This is a really good question. Anti webpages are an experimental way
to create web pages and applications. Some of the design decisions I
made while creating them I would now do differently.

The antiweb manual is a simple example of an anti webpage (awp). It is
included with the antiweb distribution in src/manual.awp. When used in
this way, awps are compiled completely to static HTML files. These files
(along with gzipped copies of them) are stored in the antiweb cache
directory so they can be served very efficiently with antiweb. Before
antiweb serves up these static files, it checks to see if the modification
time on the awp file has changed. If it has, it recompiles the awp before
serving the files. In this sense, awp pages are more like a content
management system than a dynamic website programming environment.

However, awps can also be used to generate dynamic content. At the lowest
level, you can include lisp code in your awp file by including it
in a progn form:

(progn
(defmacro assert-or-return-error (status msg test)
`(unless ,test
(return-from :aw-handler (build-http-response ,status (("Content-Type" "text/html")) ,msg))))
)

And you can install POST and GET handlers which are also lisp code.
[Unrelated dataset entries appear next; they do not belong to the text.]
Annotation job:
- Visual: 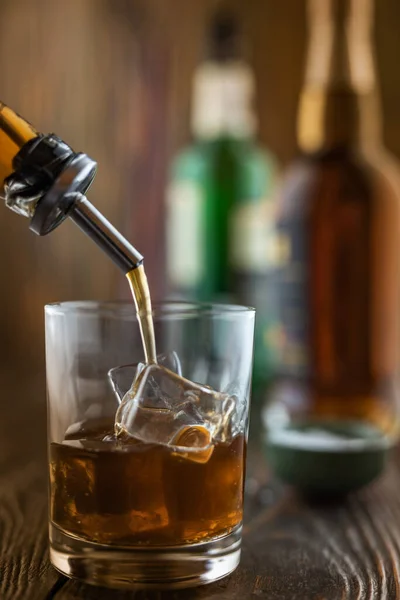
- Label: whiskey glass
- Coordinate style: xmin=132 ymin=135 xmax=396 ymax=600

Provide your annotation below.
xmin=45 ymin=302 xmax=254 ymax=589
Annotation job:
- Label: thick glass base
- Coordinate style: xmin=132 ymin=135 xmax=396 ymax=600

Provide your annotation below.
xmin=50 ymin=524 xmax=242 ymax=589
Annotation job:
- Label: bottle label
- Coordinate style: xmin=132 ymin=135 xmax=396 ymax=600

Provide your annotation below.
xmin=230 ymin=200 xmax=279 ymax=273
xmin=166 ymin=180 xmax=204 ymax=289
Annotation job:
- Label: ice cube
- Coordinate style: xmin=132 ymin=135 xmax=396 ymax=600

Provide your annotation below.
xmin=107 ymin=351 xmax=182 ymax=402
xmin=115 ymin=364 xmax=235 ymax=462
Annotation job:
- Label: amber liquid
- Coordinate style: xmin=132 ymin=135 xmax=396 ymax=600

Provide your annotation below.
xmin=0 ymin=102 xmax=38 ymax=198
xmin=50 ymin=421 xmax=245 ymax=546
xmin=126 ymin=265 xmax=157 ymax=363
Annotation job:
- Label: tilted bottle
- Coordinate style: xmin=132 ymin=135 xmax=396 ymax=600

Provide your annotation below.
xmin=263 ymin=0 xmax=400 ymax=490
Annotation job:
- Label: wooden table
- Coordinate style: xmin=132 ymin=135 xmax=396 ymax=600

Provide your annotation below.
xmin=0 ymin=373 xmax=400 ymax=600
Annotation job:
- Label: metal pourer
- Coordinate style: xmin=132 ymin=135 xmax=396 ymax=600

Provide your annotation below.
xmin=5 ymin=134 xmax=143 ymax=274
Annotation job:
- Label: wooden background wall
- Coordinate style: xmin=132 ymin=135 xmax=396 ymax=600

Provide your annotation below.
xmin=0 ymin=0 xmax=400 ymax=372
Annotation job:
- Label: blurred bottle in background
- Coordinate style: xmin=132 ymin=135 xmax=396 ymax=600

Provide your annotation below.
xmin=263 ymin=0 xmax=400 ymax=491
xmin=166 ymin=11 xmax=277 ymax=394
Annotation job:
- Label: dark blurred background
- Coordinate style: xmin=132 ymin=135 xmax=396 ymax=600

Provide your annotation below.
xmin=0 ymin=0 xmax=400 ymax=372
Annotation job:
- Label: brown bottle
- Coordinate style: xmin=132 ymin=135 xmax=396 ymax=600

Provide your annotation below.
xmin=264 ymin=0 xmax=400 ymax=488
xmin=0 ymin=102 xmax=39 ymax=198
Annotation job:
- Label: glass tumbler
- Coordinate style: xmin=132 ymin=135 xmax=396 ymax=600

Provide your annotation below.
xmin=45 ymin=302 xmax=254 ymax=588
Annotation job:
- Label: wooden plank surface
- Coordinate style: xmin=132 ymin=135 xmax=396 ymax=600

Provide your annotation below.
xmin=0 ymin=373 xmax=400 ymax=600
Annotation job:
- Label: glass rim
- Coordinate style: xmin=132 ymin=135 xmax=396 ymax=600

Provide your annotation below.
xmin=44 ymin=300 xmax=256 ymax=319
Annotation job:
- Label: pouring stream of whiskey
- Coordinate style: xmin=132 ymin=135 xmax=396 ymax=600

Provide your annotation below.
xmin=126 ymin=265 xmax=157 ymax=363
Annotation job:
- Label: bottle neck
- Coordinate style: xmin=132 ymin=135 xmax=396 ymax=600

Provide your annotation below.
xmin=298 ymin=0 xmax=381 ymax=152
xmin=191 ymin=60 xmax=257 ymax=141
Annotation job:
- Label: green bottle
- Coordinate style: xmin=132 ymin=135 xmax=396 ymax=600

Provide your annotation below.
xmin=167 ymin=13 xmax=278 ymax=392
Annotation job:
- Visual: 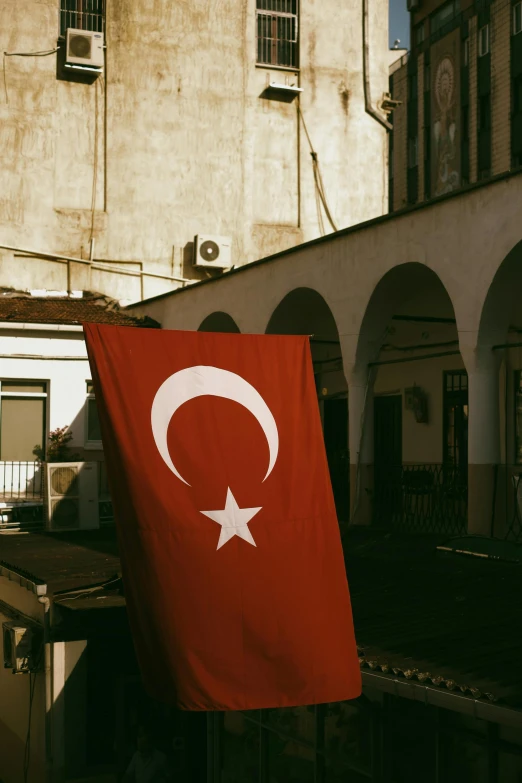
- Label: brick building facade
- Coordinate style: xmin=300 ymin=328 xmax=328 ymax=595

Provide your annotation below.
xmin=390 ymin=0 xmax=522 ymax=211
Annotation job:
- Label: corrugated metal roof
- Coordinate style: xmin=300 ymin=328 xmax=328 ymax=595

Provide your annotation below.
xmin=0 ymin=528 xmax=522 ymax=708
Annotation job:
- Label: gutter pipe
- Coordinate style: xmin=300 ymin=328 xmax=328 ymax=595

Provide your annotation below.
xmin=363 ymin=0 xmax=393 ymax=131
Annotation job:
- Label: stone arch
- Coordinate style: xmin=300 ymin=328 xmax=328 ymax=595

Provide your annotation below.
xmin=353 ymin=262 xmax=458 ymax=372
xmin=346 ymin=262 xmax=468 ymax=532
xmin=198 ymin=310 xmax=240 ymax=333
xmin=476 ymin=241 xmax=522 ymax=538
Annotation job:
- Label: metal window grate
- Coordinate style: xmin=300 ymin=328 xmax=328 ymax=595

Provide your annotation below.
xmin=257 ymin=0 xmax=299 ymax=68
xmin=60 ymin=0 xmax=105 ymax=35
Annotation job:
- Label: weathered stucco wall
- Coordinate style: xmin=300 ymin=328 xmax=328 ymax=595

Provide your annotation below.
xmin=0 ymin=0 xmax=389 ymax=300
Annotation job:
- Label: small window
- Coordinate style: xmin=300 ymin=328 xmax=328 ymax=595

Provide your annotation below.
xmin=60 ymin=0 xmax=105 ymax=35
xmin=430 ymin=0 xmax=460 ymax=35
xmin=0 ymin=380 xmax=47 ymax=462
xmin=256 ymin=0 xmax=299 ymax=68
xmin=513 ymin=3 xmax=522 ymax=35
xmin=408 ymin=136 xmax=419 ymax=169
xmin=515 ymin=370 xmax=522 ymax=465
xmin=408 ymin=71 xmax=419 ymax=101
xmin=85 ymin=381 xmax=102 ymax=449
xmin=478 ymin=93 xmax=491 ymax=132
xmin=478 ymin=24 xmax=489 ymax=57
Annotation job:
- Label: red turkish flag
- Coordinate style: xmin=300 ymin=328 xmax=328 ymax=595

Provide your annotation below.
xmin=85 ymin=324 xmax=361 ymax=710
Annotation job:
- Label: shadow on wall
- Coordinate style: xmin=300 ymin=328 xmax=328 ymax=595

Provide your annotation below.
xmin=198 ymin=312 xmax=239 ymax=333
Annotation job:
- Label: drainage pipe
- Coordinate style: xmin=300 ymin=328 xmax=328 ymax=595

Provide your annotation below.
xmin=38 ymin=586 xmax=53 ymax=783
xmin=363 ymin=0 xmax=393 ymax=131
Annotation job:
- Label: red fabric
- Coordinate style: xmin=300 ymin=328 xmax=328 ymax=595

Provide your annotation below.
xmin=85 ymin=324 xmax=361 ymax=710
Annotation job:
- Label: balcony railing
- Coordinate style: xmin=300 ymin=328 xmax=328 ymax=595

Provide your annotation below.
xmin=0 ymin=461 xmax=114 ymax=531
xmin=373 ymin=464 xmax=468 ymax=535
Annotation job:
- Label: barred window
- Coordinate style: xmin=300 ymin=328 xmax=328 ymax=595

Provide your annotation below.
xmin=257 ymin=0 xmax=299 ymax=68
xmin=60 ymin=0 xmax=105 ymax=35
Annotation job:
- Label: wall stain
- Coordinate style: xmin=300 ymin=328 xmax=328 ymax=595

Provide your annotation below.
xmin=339 ymin=82 xmax=350 ymax=116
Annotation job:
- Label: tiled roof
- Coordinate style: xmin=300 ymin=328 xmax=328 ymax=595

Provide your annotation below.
xmin=0 ymin=294 xmax=159 ymax=327
xmin=4 ymin=528 xmax=522 ymax=709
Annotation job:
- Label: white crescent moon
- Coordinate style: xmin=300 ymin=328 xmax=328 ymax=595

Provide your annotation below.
xmin=151 ymin=365 xmax=279 ymax=486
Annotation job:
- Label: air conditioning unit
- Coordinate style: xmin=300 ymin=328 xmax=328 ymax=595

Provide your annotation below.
xmin=2 ymin=622 xmax=34 ymax=674
xmin=46 ymin=462 xmax=100 ymax=532
xmin=65 ymin=28 xmax=103 ymax=70
xmin=193 ymin=234 xmax=232 ymax=269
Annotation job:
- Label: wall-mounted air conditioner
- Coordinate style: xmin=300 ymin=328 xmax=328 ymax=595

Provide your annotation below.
xmin=193 ymin=234 xmax=232 ymax=269
xmin=46 ymin=462 xmax=100 ymax=532
xmin=2 ymin=622 xmax=34 ymax=674
xmin=65 ymin=28 xmax=103 ymax=70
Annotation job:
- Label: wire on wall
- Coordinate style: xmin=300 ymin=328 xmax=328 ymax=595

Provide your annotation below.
xmin=2 ymin=46 xmax=60 ymax=105
xmin=297 ymin=98 xmax=338 ymax=236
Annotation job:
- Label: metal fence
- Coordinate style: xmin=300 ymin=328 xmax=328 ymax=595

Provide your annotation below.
xmin=60 ymin=0 xmax=105 ymax=35
xmin=506 ymin=473 xmax=522 ymax=543
xmin=373 ymin=464 xmax=468 ymax=535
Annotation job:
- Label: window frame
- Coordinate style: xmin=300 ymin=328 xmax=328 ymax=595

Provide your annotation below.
xmin=256 ymin=0 xmax=300 ymax=72
xmin=513 ymin=370 xmax=522 ymax=465
xmin=0 ymin=377 xmax=49 ymax=463
xmin=512 ymin=1 xmax=522 ymax=35
xmin=477 ymin=22 xmax=490 ymax=57
xmin=83 ymin=378 xmax=103 ymax=451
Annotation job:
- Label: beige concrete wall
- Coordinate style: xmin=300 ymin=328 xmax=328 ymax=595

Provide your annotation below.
xmin=130 ymin=176 xmax=522 ymax=362
xmin=0 ymin=0 xmax=389 ymax=300
xmin=374 ymin=356 xmax=464 ymax=464
xmin=392 ymin=63 xmax=408 ymax=210
xmin=468 ymin=16 xmax=478 ymax=182
xmin=490 ymin=0 xmax=513 ymax=175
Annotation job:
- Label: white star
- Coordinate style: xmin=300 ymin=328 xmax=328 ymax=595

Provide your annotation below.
xmin=201 ymin=487 xmax=261 ymax=549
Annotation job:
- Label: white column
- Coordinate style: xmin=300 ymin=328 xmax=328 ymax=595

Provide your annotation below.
xmin=348 ymin=368 xmax=373 ymax=525
xmin=468 ymin=347 xmax=500 ymax=535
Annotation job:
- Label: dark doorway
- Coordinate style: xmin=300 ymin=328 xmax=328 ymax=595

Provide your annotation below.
xmin=323 ymin=397 xmax=350 ymax=523
xmin=373 ymin=394 xmax=402 ymax=524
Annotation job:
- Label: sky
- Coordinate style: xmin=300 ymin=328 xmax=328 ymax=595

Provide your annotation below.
xmin=389 ymin=0 xmax=410 ymax=49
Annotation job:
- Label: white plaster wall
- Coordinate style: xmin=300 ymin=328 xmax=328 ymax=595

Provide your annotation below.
xmin=130 ymin=176 xmax=522 ymax=372
xmin=0 ymin=330 xmax=99 ymax=458
xmin=0 ymin=580 xmax=45 ymax=783
xmin=0 ymin=0 xmax=389 ymax=300
xmin=374 ymin=356 xmax=464 ymax=464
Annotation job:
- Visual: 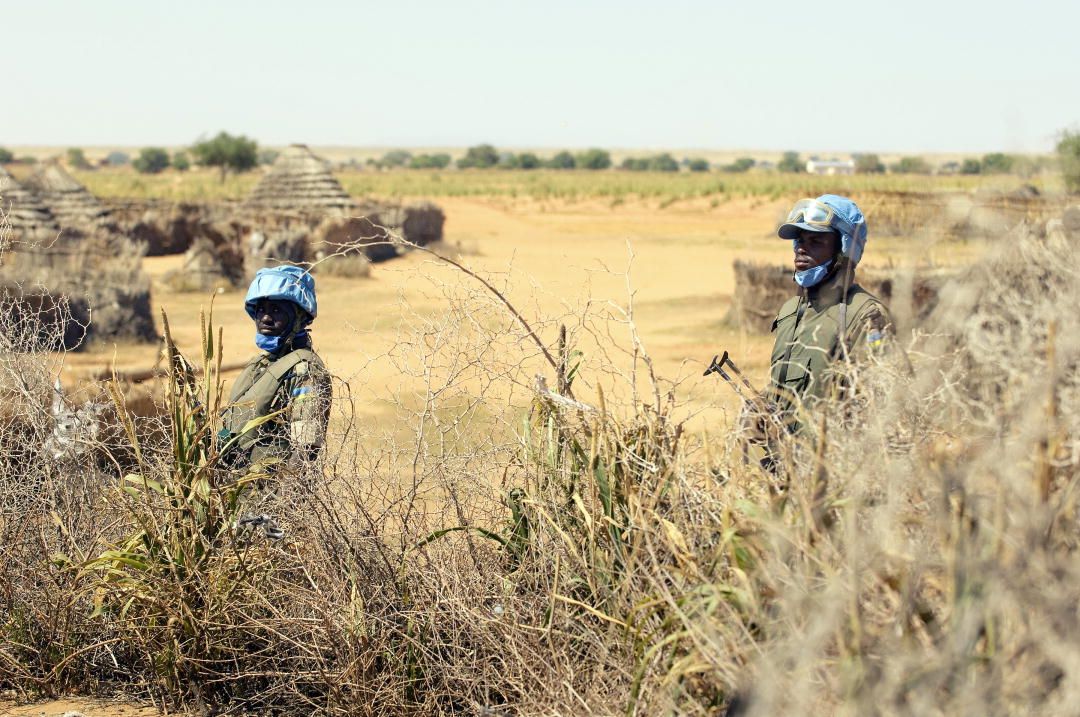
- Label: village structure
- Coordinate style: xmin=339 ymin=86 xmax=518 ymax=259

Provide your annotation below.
xmin=0 ymin=145 xmax=445 ymax=350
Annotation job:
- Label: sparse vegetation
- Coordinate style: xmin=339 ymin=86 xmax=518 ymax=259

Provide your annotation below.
xmin=132 ymin=147 xmax=170 ymax=174
xmin=172 ymin=152 xmax=191 ymax=172
xmin=544 ymin=151 xmax=577 ymax=170
xmin=573 ymin=149 xmax=611 ymax=170
xmin=376 ymin=149 xmax=413 ymax=168
xmin=1057 ymin=127 xmax=1080 ymax=193
xmin=720 ymin=157 xmax=757 ymax=174
xmin=67 ymin=147 xmax=90 ymax=170
xmin=980 ymin=152 xmax=1016 ymax=174
xmin=889 ymin=157 xmax=930 ymax=174
xmin=619 ymin=152 xmax=678 ymax=172
xmin=69 ymin=165 xmax=1062 ymax=202
xmin=777 ymin=150 xmax=806 ymax=174
xmin=854 ymin=154 xmax=885 ymax=174
xmin=458 ymin=145 xmax=499 ymax=170
xmin=408 ymin=152 xmax=450 ymax=170
xmin=191 ymin=132 xmax=259 ymax=184
xmin=686 ymin=157 xmax=708 ymax=172
xmin=6 ymin=210 xmax=1080 ymax=716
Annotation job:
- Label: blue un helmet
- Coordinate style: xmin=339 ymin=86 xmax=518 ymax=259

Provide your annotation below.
xmin=777 ymin=194 xmax=866 ymax=266
xmin=244 ymin=266 xmax=319 ymax=324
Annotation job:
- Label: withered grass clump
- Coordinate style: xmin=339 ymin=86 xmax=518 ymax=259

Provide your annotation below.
xmin=0 ymin=213 xmax=1080 ymax=715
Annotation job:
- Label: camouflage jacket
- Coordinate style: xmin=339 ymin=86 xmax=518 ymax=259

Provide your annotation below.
xmin=768 ymin=265 xmax=893 ymax=431
xmin=221 ymin=349 xmax=330 ymax=465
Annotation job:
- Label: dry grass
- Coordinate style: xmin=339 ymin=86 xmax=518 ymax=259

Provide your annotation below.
xmin=67 ymin=167 xmax=1062 ymax=207
xmin=0 ymin=193 xmax=1080 ymax=715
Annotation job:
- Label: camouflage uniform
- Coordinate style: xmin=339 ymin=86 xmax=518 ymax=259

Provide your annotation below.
xmin=222 ymin=349 xmax=330 ymax=466
xmin=768 ymin=270 xmax=893 ymax=432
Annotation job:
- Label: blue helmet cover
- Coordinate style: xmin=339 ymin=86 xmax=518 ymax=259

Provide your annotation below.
xmin=777 ymin=194 xmax=866 ymax=265
xmin=818 ymin=194 xmax=866 ymax=263
xmin=244 ymin=266 xmax=319 ymax=321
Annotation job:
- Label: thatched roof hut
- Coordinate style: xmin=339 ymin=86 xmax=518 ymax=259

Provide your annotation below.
xmin=244 ymin=145 xmax=356 ymax=216
xmin=26 ymin=162 xmax=109 ymax=233
xmin=0 ymin=166 xmax=60 ymax=242
xmin=164 ymin=236 xmax=248 ymax=292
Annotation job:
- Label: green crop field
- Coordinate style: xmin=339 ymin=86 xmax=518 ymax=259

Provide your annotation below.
xmin=67 ymin=167 xmax=1061 ymax=204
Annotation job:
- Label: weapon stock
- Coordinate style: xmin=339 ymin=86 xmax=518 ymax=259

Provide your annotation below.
xmin=702 ymin=351 xmax=774 ymax=414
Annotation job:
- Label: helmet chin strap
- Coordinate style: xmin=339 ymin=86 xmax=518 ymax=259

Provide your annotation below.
xmin=255 ymin=302 xmax=308 ymax=353
xmin=839 ymin=257 xmax=855 ymax=361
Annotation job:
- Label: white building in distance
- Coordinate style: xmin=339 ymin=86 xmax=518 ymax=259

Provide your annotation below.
xmin=807 ymin=160 xmax=855 ymax=176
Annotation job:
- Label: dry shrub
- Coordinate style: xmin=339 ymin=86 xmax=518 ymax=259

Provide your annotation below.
xmin=0 ymin=230 xmax=157 ymax=350
xmin=0 ymin=212 xmax=1080 ymax=715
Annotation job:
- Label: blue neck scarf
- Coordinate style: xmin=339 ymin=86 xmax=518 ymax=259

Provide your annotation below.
xmin=255 ymin=309 xmax=311 ymax=354
xmin=255 ymin=329 xmax=311 ymax=353
xmin=795 ymin=259 xmax=833 ymax=288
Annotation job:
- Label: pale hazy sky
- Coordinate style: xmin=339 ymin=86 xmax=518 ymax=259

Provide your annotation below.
xmin=0 ymin=0 xmax=1080 ymax=152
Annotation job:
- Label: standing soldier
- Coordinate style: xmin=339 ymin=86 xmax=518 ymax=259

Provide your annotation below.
xmin=220 ymin=266 xmax=330 ymax=469
xmin=768 ymin=194 xmax=892 ymax=432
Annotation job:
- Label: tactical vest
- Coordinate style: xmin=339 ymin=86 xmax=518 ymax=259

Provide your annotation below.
xmin=769 ymin=276 xmax=885 ymax=425
xmin=221 ymin=349 xmax=318 ymax=454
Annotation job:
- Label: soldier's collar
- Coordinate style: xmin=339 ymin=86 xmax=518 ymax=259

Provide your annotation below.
xmin=806 ymin=266 xmax=855 ymax=307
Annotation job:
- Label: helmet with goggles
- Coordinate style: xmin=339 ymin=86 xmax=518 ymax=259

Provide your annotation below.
xmin=777 ymin=194 xmax=866 ymax=265
xmin=244 ymin=266 xmax=319 ymax=320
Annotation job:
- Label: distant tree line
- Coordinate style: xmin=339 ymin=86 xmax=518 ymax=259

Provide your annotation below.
xmin=0 ymin=131 xmax=1080 ymax=185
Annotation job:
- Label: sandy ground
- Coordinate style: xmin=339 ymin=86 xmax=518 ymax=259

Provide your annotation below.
xmin=8 ymin=193 xmax=980 ymax=717
xmin=65 ymin=198 xmax=977 ymax=431
xmin=0 ymin=699 xmax=159 ymax=717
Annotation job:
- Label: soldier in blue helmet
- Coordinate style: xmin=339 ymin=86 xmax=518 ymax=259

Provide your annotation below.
xmin=769 ymin=194 xmax=893 ymax=431
xmin=220 ymin=266 xmax=330 ymax=468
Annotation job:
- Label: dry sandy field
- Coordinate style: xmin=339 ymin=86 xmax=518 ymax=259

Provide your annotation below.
xmin=56 ymin=198 xmax=980 ymax=434
xmin=0 ymin=185 xmax=1002 ymax=717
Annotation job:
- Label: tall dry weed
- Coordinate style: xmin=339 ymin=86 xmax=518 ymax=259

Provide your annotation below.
xmin=0 ymin=213 xmax=1080 ymax=715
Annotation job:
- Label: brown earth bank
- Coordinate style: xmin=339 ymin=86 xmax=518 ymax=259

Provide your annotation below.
xmin=54 ymin=198 xmax=985 ymax=434
xmin=0 ymin=698 xmax=162 ymax=717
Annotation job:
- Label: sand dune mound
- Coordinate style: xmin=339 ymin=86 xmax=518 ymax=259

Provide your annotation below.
xmin=244 ymin=145 xmax=355 ymax=215
xmin=26 ymin=162 xmax=110 ymax=233
xmin=0 ymin=167 xmax=60 ymax=242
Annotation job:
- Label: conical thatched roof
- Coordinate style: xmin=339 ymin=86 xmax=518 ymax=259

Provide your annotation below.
xmin=0 ymin=167 xmax=60 ymax=241
xmin=245 ymin=145 xmax=355 ymax=214
xmin=26 ymin=162 xmax=109 ymax=230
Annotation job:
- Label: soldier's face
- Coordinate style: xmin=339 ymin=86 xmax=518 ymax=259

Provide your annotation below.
xmin=255 ymin=299 xmax=293 ymax=336
xmin=795 ymin=229 xmax=840 ymax=271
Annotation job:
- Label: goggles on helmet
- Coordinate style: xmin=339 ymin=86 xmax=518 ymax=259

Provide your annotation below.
xmin=784 ymin=199 xmax=836 ymax=229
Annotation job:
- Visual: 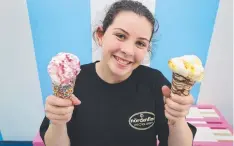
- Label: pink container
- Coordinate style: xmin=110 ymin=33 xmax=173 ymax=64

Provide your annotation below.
xmin=187 ymin=105 xmax=233 ymax=146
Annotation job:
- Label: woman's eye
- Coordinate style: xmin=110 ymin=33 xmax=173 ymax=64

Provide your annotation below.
xmin=136 ymin=41 xmax=146 ymax=48
xmin=116 ymin=34 xmax=126 ymax=40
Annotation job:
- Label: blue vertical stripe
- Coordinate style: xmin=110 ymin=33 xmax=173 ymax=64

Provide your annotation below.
xmin=0 ymin=131 xmax=3 ymax=141
xmin=27 ymin=0 xmax=92 ymax=103
xmin=151 ymin=0 xmax=219 ymax=101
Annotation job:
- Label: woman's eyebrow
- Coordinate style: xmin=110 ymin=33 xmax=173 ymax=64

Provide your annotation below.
xmin=114 ymin=28 xmax=150 ymax=42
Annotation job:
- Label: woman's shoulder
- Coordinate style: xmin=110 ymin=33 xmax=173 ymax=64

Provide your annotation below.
xmin=135 ymin=65 xmax=170 ymax=86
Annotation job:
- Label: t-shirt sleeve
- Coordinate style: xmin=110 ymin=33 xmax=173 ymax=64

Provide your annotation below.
xmin=155 ymin=73 xmax=197 ymax=146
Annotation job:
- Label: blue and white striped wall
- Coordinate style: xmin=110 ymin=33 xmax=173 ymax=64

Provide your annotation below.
xmin=0 ymin=0 xmax=219 ymax=140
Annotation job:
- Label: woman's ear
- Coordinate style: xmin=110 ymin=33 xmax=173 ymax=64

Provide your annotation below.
xmin=96 ymin=27 xmax=104 ymax=46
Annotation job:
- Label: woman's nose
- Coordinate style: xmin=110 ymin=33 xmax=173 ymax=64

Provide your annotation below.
xmin=121 ymin=43 xmax=134 ymax=56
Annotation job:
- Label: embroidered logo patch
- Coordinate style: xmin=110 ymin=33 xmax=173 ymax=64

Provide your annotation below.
xmin=128 ymin=112 xmax=155 ymax=130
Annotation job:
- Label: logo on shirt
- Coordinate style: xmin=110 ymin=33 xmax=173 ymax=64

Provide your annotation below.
xmin=128 ymin=112 xmax=155 ymax=130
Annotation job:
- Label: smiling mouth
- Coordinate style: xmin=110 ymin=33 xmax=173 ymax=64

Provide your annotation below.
xmin=113 ymin=55 xmax=132 ymax=65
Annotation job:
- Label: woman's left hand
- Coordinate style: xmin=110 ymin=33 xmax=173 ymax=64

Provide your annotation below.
xmin=162 ymin=86 xmax=194 ymax=122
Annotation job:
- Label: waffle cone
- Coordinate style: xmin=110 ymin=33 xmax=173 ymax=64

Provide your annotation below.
xmin=52 ymin=83 xmax=74 ymax=98
xmin=171 ymin=73 xmax=195 ymax=96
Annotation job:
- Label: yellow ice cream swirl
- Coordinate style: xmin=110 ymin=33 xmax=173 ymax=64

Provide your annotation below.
xmin=168 ymin=55 xmax=204 ymax=82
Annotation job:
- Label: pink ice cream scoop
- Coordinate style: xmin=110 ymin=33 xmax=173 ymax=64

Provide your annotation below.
xmin=47 ymin=52 xmax=81 ymax=98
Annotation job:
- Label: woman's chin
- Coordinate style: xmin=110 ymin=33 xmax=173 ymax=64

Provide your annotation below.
xmin=109 ymin=64 xmax=132 ymax=78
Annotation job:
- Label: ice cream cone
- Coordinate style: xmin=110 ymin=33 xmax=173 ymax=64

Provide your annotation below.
xmin=171 ymin=73 xmax=195 ymax=96
xmin=52 ymin=81 xmax=75 ymax=98
xmin=48 ymin=52 xmax=81 ymax=98
xmin=168 ymin=55 xmax=204 ymax=125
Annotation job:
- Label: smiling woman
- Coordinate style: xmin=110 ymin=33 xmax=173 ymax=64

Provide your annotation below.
xmin=40 ymin=0 xmax=196 ymax=146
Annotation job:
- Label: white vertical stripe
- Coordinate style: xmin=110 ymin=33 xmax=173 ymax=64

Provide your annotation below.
xmin=0 ymin=0 xmax=44 ymax=141
xmin=90 ymin=0 xmax=156 ymax=66
xmin=198 ymin=0 xmax=234 ymax=125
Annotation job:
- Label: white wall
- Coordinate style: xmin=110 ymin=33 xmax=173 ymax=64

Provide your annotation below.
xmin=198 ymin=0 xmax=233 ymax=124
xmin=0 ymin=0 xmax=43 ymax=140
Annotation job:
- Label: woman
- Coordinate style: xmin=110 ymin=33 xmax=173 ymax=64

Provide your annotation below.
xmin=40 ymin=0 xmax=196 ymax=146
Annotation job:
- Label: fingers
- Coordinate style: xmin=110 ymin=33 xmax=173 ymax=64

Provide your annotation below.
xmin=45 ymin=95 xmax=81 ymax=124
xmin=46 ymin=95 xmax=81 ymax=107
xmin=45 ymin=104 xmax=74 ymax=115
xmin=162 ymin=86 xmax=171 ymax=97
xmin=71 ymin=95 xmax=81 ymax=105
xmin=165 ymin=98 xmax=190 ymax=112
xmin=46 ymin=96 xmax=73 ymax=107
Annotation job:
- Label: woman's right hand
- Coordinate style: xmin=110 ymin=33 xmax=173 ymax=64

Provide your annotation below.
xmin=45 ymin=95 xmax=81 ymax=125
Here's
an (untested) example:

(post-handler "/new-entry" (args)
(www-form-bind args (id contents)
(assert-or-return-error 400 "bad id parameter"
(and (stringp id) (#~m/^\d+/$ id)))
(assert-or-return-error 400 "missing contents parameter"
(stringp contents))
(with-bdb-transaction
(setf (bdb-get "entries.db" id) contents))
(build-http-response 200 (("Content-Type" "text/plain"))
"entry added OK")))

Antiweb's bdb (BerkeleyDB) bindings are described here:

http://hoytech.com/transactional-programming.html

When antiweb receives the first request for the awp file, it extracts all
the lisp code in the awp file and stores it in a .lisp file in the antiweb
cache, then uses the lisp compiler to compile it to machine code and loads
it. When it sees that the modification time of the awp file has changed, it
recompiles the lisp code in the same was as it does for static files.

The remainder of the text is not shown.